Apache Kafka is a scalable, high performance, low latency platform that allows reading and writing streams of data like a messaging system. We can start writing Kafka applications using Java fairly easily, check our previous article on how to design a Kafka pipeline in Java.

https://blog.datavalley.technology/2020/06/06/create-stream-project-apache-kafka/

If you research the variety of real-world use-cases for Kafka, you will very likely see a large number of use cases that have a data pipeline setup where Apache Spark Streaming is receiving messages from Kafka. That’s why in this article we will see together how we can integrate the two technologies, to use the power of Apache Spark processing with Kafka.

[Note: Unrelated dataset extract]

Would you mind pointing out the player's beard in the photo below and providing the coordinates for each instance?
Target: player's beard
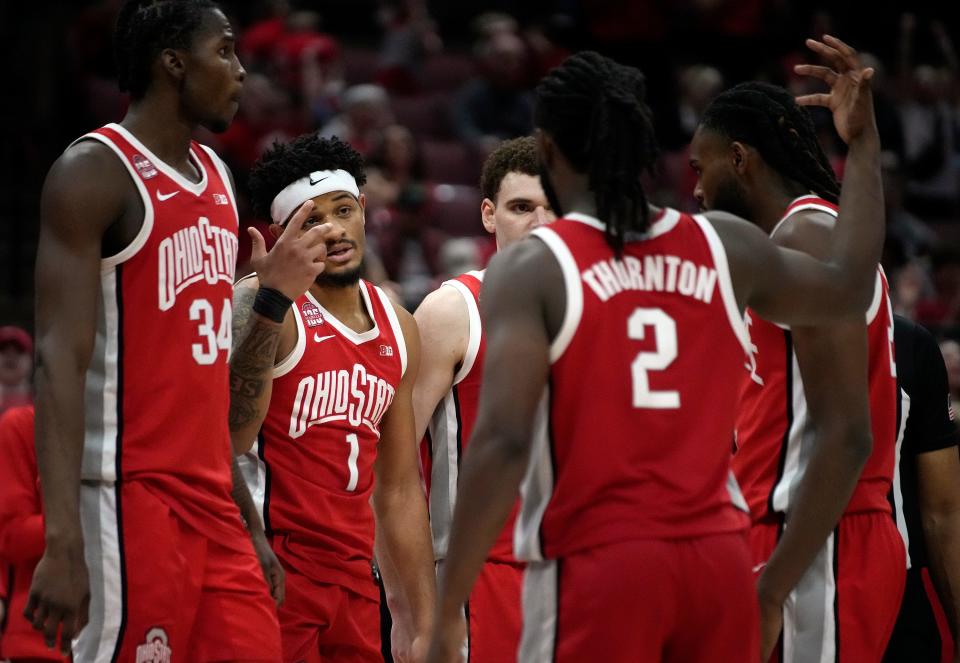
(731, 197)
(343, 279)
(549, 191)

Kafka and Spark Integration

If you wanted to configure Spark Streaming to receive data from Kafka, Starting from Spark 1.3, the new Direct API approach was introduced. This new receiver-less “direct” approach has been introduced to ensure stronger end-to-end guarantees. Instead of using receivers to receive data as done on the prior approach.

This new direct approach periodically queries Kafka for the latest offsets in each topic and partition and accordingly defines the offset ranges to process in each batch. When the jobs to process the data are launched, Kafka’s simple consumer API, which you may recall can manually handle offsets, is used to read the defined ranges of offsets from Kafka.

Note: There is another useful way to interact with Kafka from Spark. You can use the new KafkaUtils.createRDD method, to read data from Kafka in a non-streaming Spark job. This can be used to run batch jobs on Kafka data from Spark.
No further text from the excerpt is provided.